Shale executives have gone to great lengths to convince investors that they will not drill aggressively now that oil prices have rallied into the $60s. But in a new report released on Tuesday, the EIA essentially said that those assurances are just a lot of hot air.

The EIA’s Short-Term Energy Outlook predicted that U.S. oil production would top 11 million barrels per day (mb/d) this year. Last month, the agency said that the U.S. wouldn’t hit that threshold until November 2019.

The revision from just a few weeks ago is dramatic. In January the EIA estimated that the U.S. would surpass 10 mb/d at some point in February. But recently published data shows that the U.S. actually hit that milestone last November, and now, the agency says the U.S. actually averaged 10.2 mb/d in January.

On an annual basis, the U.S. produced 9.3 mb/d last year, a figure that is set to jump to 10.6 mb/d for 2018. Things slow down a bit in 2019, with an average of 11.2 mb/d.

What do we make of all of this? Well, the shale industry is clearly drilling at a frenzied pace, with an increasing concentration in the Permian basin. The rig count continues to rise in the Permian, while remaining mostly flat elsewhere. So far, the Permian has shown no signs of slowing down, despite some evidence of bottlenecking and cost inflation. Production continues to rise at a scorching rate. Related: Oil Prices Fall On Rising Crude Inventories

The big question at this point is how rapidly expanding shale production will interact with the pace of inventory builds/declines and the OPEC production limits. Some analysts, including Goldman Sachs and S&P Global Platts, recently raised the prospect of OPEC tightening the oil market too much, allowing inventories to drain well below the five-year average.

The massive upward revision in shale production from the EIA might dampen those concerns. The EIA says that inventories will build by an average of 0.2 mb/d over the course of 2018 and 2019, and the agency predicts Brent will average just $62 per barrel this year.

Meanwhile, global financial turmoil is testing oil prices. WTI and Brent have retreated from recent highs over the last few trading days, dragged down by the global selloff. The enormous build up in bullish bets from hedge funds and other money managers presents a deeper downside risk.

But Goldman Sachs shrugged off the instability, and reiterated its bullish case for commodities for this year.
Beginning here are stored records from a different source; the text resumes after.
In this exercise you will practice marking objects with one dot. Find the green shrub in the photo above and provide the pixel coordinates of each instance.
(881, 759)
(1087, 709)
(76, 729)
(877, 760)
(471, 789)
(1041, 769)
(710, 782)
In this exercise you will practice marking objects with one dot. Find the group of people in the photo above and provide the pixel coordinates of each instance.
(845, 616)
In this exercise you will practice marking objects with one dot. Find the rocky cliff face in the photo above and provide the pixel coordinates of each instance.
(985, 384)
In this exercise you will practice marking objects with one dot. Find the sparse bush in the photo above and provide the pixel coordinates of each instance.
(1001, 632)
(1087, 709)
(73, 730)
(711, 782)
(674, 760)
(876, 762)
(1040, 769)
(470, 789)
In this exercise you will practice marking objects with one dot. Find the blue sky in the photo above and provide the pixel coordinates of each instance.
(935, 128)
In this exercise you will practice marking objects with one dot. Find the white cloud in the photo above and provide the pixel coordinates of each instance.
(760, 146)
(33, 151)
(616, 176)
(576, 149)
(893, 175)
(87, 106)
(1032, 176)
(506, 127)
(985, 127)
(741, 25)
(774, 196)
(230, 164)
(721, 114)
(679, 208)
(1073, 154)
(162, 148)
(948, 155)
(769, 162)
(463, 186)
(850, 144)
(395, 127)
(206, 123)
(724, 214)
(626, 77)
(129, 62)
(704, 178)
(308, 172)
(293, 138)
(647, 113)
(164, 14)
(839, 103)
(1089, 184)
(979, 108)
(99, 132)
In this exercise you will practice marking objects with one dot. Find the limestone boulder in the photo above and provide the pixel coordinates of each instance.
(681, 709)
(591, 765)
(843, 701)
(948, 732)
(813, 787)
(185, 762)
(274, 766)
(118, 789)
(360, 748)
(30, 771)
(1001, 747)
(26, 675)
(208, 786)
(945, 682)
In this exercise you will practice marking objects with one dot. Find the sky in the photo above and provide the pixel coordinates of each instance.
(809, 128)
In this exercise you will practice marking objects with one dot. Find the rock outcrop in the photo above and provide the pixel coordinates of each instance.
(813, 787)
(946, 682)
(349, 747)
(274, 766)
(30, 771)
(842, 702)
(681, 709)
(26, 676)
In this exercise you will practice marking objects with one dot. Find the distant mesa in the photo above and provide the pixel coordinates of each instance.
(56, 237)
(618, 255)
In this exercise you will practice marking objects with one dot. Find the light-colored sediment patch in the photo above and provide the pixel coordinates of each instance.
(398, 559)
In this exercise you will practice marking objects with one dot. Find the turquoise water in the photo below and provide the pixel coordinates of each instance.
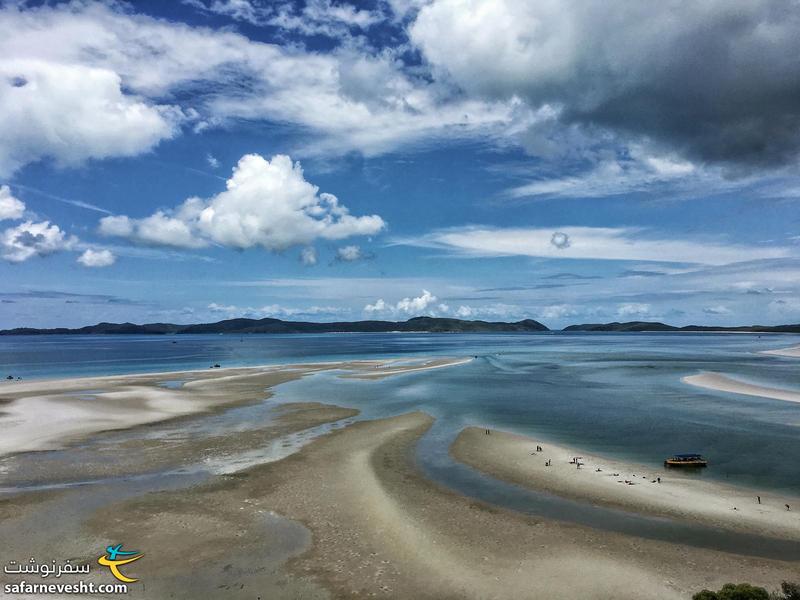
(614, 394)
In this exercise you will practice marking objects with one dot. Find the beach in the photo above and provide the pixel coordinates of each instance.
(792, 352)
(724, 383)
(349, 515)
(310, 500)
(46, 414)
(625, 485)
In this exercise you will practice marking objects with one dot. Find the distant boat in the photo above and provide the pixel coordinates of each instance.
(686, 460)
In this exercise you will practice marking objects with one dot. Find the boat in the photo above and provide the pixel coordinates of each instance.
(686, 460)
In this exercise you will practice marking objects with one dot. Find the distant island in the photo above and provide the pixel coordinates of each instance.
(242, 326)
(415, 325)
(643, 326)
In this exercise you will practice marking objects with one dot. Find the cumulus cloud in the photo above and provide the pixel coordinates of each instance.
(717, 310)
(349, 253)
(29, 239)
(714, 81)
(10, 207)
(266, 203)
(97, 258)
(308, 256)
(71, 113)
(633, 309)
(408, 306)
(559, 239)
(88, 80)
(604, 243)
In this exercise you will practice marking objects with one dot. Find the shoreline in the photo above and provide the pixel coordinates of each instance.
(49, 414)
(624, 485)
(791, 352)
(380, 528)
(724, 383)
In fact, the selloff increases the odds of more gains in the months ahead, Goldman analysts argue. “Commodities proved to work just as advertised” during the sudden selloff in equities, Jeffrey Currie, the bank’s head of commodities research, said in a Bloomberg Television interview. “In fact, you saw base metals and gold trade up as the equity market went down.” Related: The World’s Biggest Oil Benchmark Could Change Forever

“Historically, when you look at commodities they perform very well during rate-hiking cycles,” Currie said. “Oil’s what we called backwardated, where spot prices sit above forward prices, so you buy at a discount and roll up the curve. In other words, it pays you to be long.” The investment bank says there is no reason to abandon the bullish case for commodities for this year. Goldman predicts Brent will top $82 per barrel within six months.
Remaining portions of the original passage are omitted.